Europe is still cleaning up ordnance from the two world wars. The decaying ammunition threatens the marine environment and sea life.

- BY KIRSTEN GRIESHABER

WAR'S TOXIC DETRITUS

MARKUS SCHREIBER Associated Press

DIVERS are working to recover ammunition in the Baltic Sea near Boltenhagen, Germany.

Slowly, Dirk Schoenen dives down to a huge pile of ammunition from World War II at the bottom of the Baltic Sea.

He removes some of the top pieces and carefully puts them into a basket, as a team of engineers, divers and seamen watch his every move on monitors streaming live video from a camera attached to his head.

After an hour, the men pull Schoenen back up onto the Baltic Lift, a mobile platform about 3½ miles off the small town of Boltenhagen on the German coast. He has recovered several 12.8-centimer shells, some of them still inside a broken wooden box, fragments of smaller grenades, and several 2-centimeter projectiles.

His bounty was fruitful but humble compared with what's left on the sea floor.

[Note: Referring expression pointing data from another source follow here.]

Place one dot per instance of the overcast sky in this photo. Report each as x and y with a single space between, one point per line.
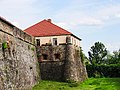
90 20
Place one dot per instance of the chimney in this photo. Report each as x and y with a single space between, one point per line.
49 20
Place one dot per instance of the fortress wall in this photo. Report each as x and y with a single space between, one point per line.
18 62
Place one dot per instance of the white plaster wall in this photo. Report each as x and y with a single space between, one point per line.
60 39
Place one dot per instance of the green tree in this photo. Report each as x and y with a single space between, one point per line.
114 58
97 53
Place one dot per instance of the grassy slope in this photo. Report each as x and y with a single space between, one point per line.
90 84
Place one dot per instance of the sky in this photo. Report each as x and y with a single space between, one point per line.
90 20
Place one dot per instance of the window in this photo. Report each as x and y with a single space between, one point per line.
57 56
38 42
54 41
45 56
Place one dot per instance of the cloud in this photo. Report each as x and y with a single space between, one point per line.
113 46
109 11
118 15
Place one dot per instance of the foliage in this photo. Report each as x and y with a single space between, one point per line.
81 55
90 84
112 70
4 45
97 53
113 58
32 48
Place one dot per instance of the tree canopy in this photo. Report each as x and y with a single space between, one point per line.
97 53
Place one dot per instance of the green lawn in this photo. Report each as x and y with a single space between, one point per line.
90 84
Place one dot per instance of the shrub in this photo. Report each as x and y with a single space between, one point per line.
112 70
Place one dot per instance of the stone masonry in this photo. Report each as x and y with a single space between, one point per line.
67 68
18 61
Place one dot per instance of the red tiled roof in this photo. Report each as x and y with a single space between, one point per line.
46 28
3 19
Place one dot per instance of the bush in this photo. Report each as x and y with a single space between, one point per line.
112 70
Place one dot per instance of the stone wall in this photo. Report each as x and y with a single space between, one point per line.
18 61
67 68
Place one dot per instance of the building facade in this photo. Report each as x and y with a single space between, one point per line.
58 52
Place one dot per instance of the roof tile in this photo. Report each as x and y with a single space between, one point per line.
46 28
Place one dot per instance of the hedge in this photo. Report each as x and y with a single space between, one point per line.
112 70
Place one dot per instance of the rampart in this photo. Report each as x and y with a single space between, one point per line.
63 63
18 61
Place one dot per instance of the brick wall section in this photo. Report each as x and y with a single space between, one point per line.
18 61
68 67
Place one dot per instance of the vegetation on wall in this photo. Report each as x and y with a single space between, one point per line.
101 63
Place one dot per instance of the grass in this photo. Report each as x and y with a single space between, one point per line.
90 84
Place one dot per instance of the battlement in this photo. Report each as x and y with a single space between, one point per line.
12 30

About 1.6 million tons of old ammunition are lying on the bottom of the North Sea and Baltic Sea, posing a considerable danger: Their casings are slowly rusting and emitting toxic substances such as TNT compounds.

World War II mess

As tensions between Russia and the North Atlantic Treaty Organization build up on the Baltic Sea, with near-daily incidents involving sabotage of undersea cables, alliance fighter planes scrambling to push Russian military planes away, and hostile drones from the east invading Western airspace, Europeans are still busy cleaning up the mess that World War II — and to a smaller extent World War I — left behind in the ocean.